A24 has spent years carefully crafting its image as a canny underdog studio that platforms artist driven films. It commands incredible loyalty among moviegoers, with its brand often preceding the names of the actual talent involved in its production. A new movie is an A24 movie, director or lead actor be damned.
But with incredible loyalty also comes incredible disappointment. On Monday, The Wall Street Journal reported that Google is investing $75 million into A24, as part of an AI research partnership to create AI tools for moviemaking.
Needless to say, fans of the studio weren’t impressed.
“There goes A24,” eulogized one viral tweet.
“Why do they keep forcing AI on us,” lamented another.
Though the size of the investment isn’t enormous by the standards of the tech industry, the partnership is symbolically significant, marking one of the few collaborations between a mainstream studio and an AI firm.
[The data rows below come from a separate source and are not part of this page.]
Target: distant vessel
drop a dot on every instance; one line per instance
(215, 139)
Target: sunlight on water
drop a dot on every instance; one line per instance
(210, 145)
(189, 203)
Disney entered a landmark partnership with OpenAI last year, but that ended ignominiously when OpenAI suddenly shut down its Sora video generator tool in March.
According to the WSJ‘s reporting, the collaboration with Google’s DeepMind AI lab will help create “new tools for movie production and distribution.” It doesn’t give Google access to A24’s data, including its film library.
Scott Belsky, an A24 partner, acknowledged that filmmakers’ ambivalence towards AI tech. That’s just because no one is doing AI the correct and artistic way, of course.
“We think there are better uses that preserve creative control and support risk-taking,” Belsky told the WSJ. The new tools “won’t look anything like the prompted generation type of AI that people feel uncomfortable with,” he added/
Except maybe they will be. Belsky’s 20 person team, A24 Labs, is already developing a tool for AI-generated storyboards. Revered director Martin Scorsese recently endorsed an AI startup that provided storyboarding tools, precipitating an existential crisis among cineastes.
Following news of the deal, A24 fans haven’t hesitated to point out that Kane Parsons, the 20-year-old who directed A24’s most successful film to date with “Backrooms,” had recently fulminated at AI being used in the arts. Many view his hit horror film —now A24’s largest opening ever — as an allegory for AI.
“If I could snap my fingers and make generative AI disappear forever, I probably would,” Parsons said in an interview. “Creatively, I get no enjoyment from using those tools. It defeats the purpose entirely for me.”
“To me,” he added, “generative AI feels less like innovation than a symptom of a broader cultural and economic rot.”